In tennis when you hit the ball in the “sweet spot” you have the most power and control. The closer you are to the sweet spot, the more control you have over the ball’s direction and the more power you have. Leadership is much the same. There is a sweet spot where we are at our most effectiveness in power and control.
There is also a sweet spot in school leaders being ‘connected’ with colleagues and ‘visible’ in their school. It is tempting to spiel on about the importance of being networked, for the sake of being in the “in” crowd. However, I believe school leaders must ensure that their primary focus is first of all, on their own backyard. I worry about the leaders who spend too much time out of their school ‘networking’. They engage in every possible networking event, professional development activity, conference or meeting. This is evident in the weeds seen sprouting through the cracks in the bitumen in the car space allocated to the “Principal”. It’s also essential that they wear their name badge whenever they are in their school, as few people would recognise them. Networking can be taken too far! If leaders are too busy outside their school, they risk losing connection with the reality of the classroom and lose connection and credibility with their staff.
Equally, I worry about the leaders who isolate themselves from their colleagues, too busy fighting bushfires at their school to participate in any professional development or attend meetings. Operating in isolation is inefficient and dangerous to your health and well-being.
As with many aspects of leadership, there is a sweet spot between being too inward looking and too ‘networked’. Being a leader is complicated. It is essential that school leaders make connections with others to share ideas, strategies and support. It is crazy to reinvent the wheel when a colleague already has a solution for our problem. However, it is also essential that we focus our efforts on our own backyard and provide the necessary support and guidance to the people we lead.
Jeff Blount in “People Follow You” makes an interesting and challenging statement about leaders. He states leaders need their people more than they need you! He further emphasises his statement by explaining that leaders get paid for what their people do, NOT for what the leaders themselves do.
Now that may be confronting and difficult for our egos to read but broadly speaking, I believe that it is true of school leaders. The magic and real ‘work’ of schools takes place in the classroom and is facilitated by teachers. The KEY role of school leaders is to support and facilitate the work of teachers and help them to be the best teacher they can be.
“Through leading, managing and coaching you must create an environment in which they can develop their skills, leverage their talents and win. You must remove roadblocks so that they can get the job done. You need them more than they need you. Anything that you do that impedes their success hurts you!”
Blount, 2012, p.19Whilst this sounds like leaders aren’t valued, it is intended to highlight the importance of putting our people first. No wonder leadership is so complicated!
Whilst this sounds like leaders aren’t valued, it is intended to highlight the importance of putting our people first. No wonder leadership is so complicated!
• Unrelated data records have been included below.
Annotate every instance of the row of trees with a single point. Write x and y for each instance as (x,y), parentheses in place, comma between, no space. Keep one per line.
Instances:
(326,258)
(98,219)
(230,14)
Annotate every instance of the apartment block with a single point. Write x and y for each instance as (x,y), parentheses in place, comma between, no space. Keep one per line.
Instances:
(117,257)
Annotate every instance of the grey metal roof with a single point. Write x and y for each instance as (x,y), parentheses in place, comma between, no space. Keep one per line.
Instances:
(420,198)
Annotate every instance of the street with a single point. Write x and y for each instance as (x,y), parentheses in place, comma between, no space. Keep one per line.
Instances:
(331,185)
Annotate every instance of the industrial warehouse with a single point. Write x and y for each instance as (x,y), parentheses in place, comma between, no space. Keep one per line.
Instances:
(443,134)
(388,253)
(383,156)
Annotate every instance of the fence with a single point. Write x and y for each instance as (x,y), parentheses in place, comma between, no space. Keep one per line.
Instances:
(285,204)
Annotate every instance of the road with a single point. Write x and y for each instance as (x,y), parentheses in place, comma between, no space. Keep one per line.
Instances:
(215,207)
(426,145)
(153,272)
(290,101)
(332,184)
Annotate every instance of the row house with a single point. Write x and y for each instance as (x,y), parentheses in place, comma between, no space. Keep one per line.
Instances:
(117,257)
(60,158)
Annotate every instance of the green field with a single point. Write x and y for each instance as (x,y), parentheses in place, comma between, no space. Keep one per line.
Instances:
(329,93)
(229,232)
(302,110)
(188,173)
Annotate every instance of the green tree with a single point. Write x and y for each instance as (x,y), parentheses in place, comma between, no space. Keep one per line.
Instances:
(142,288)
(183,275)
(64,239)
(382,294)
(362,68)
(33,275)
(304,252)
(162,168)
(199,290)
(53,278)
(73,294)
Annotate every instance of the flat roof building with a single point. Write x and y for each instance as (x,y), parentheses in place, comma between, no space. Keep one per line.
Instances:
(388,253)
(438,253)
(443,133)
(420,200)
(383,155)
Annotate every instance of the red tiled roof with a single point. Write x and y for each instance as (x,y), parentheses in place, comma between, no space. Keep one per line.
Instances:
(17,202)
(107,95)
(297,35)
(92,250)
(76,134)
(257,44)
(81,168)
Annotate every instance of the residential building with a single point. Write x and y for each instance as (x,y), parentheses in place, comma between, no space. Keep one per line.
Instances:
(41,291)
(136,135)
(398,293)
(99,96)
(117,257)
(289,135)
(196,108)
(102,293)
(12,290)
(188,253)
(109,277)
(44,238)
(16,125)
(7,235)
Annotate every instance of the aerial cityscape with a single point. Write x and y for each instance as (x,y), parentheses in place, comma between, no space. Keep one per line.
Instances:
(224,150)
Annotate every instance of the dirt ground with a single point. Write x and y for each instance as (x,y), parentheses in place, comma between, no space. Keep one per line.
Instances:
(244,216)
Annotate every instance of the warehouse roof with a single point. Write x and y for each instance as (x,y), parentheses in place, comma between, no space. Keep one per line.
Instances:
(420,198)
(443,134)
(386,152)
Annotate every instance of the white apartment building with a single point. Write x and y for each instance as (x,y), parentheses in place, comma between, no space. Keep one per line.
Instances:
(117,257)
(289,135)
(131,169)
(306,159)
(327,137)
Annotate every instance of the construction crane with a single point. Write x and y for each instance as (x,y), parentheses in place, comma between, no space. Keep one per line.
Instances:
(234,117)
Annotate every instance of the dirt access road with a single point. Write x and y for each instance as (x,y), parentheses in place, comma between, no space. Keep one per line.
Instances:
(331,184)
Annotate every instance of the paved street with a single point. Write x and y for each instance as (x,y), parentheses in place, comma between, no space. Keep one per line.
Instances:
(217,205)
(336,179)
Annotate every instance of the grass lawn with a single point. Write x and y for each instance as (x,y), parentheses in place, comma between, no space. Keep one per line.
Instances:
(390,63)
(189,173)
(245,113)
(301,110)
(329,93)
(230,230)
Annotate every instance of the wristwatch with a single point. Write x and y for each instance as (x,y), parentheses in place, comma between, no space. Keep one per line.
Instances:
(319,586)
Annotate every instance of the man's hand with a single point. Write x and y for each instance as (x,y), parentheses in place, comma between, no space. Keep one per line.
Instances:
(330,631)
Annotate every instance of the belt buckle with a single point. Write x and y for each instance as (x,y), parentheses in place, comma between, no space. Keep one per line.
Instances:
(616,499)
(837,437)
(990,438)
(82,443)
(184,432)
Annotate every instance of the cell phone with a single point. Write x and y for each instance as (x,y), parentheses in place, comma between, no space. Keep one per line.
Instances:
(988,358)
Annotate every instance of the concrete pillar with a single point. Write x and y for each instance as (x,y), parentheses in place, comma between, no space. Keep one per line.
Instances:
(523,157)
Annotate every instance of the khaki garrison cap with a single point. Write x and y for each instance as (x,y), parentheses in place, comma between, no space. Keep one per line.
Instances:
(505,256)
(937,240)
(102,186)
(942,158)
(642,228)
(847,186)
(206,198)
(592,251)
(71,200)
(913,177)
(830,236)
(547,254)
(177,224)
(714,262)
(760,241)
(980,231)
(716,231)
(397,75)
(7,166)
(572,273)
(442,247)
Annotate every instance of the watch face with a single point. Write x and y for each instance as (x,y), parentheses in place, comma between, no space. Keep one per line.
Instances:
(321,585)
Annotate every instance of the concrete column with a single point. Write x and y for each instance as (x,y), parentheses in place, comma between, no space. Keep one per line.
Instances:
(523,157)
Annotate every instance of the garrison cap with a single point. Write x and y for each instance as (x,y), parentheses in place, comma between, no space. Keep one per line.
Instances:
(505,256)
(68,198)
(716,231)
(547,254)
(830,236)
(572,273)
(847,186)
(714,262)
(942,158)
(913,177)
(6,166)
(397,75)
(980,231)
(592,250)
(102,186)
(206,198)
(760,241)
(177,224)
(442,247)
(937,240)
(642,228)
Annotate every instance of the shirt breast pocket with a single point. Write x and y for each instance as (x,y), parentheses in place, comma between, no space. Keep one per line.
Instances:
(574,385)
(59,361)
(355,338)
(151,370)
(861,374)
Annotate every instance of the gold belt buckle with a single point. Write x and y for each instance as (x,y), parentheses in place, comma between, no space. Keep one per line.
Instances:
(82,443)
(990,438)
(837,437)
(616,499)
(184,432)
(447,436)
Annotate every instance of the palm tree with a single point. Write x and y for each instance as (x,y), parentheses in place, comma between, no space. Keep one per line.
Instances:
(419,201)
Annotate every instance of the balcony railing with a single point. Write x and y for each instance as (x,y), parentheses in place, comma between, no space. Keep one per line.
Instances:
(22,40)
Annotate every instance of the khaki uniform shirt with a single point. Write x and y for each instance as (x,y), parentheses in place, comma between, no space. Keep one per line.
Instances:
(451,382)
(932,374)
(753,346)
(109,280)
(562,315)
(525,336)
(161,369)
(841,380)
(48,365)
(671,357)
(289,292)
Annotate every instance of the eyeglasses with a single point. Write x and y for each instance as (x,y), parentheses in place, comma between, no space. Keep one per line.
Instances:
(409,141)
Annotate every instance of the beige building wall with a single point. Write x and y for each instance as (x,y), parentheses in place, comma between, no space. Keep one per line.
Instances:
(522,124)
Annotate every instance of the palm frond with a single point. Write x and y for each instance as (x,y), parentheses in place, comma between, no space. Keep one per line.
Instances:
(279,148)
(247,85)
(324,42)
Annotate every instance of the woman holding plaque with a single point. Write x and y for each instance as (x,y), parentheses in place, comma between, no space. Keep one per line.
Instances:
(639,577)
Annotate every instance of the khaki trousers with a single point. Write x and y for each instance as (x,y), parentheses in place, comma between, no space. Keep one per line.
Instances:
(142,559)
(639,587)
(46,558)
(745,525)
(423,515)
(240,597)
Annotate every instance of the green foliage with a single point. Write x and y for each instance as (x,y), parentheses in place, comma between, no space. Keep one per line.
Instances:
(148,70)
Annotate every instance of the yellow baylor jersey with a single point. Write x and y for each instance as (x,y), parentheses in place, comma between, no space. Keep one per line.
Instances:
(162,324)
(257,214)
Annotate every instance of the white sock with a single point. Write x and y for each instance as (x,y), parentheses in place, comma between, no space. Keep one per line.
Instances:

To be effective as a school leader we need to successfully undertake a combination of three roles – leading, managing and coaching. Sometimes we need to lead by clearly communicating a compelling vision, at other times we manage (resources, budgets, timetables and facilities) to optimise learning opportunities or coach our people to refine their practice and achieve their potential. I found the following definitions to be helpful.
Leading is shaping the workplace through vision, innovation and inspiration. It is moving people emotionally to make that vision a tangible reality.
Managing is shaping work, projects, tasks and outcomes through a system of organising, planning and directing.
Coaching is the ongoing process of shaping and developing people through training, observation, feedback and follow up – in real time and on the job.
It isn’t a matter of choosing which ONE you want to do. As leaders in schools we need to demonstrate and be proficient in all three. The ratio of each will vary depending on your role, the size of the school and the area of focus at this particular time of the day.
To hit the ‘sweet spot’ of leadership it is essential that we are clear about our role, acutely aware of the reality and challenges that our teachers face and harness the potential of our network to efficiently identify research based solutions that add value.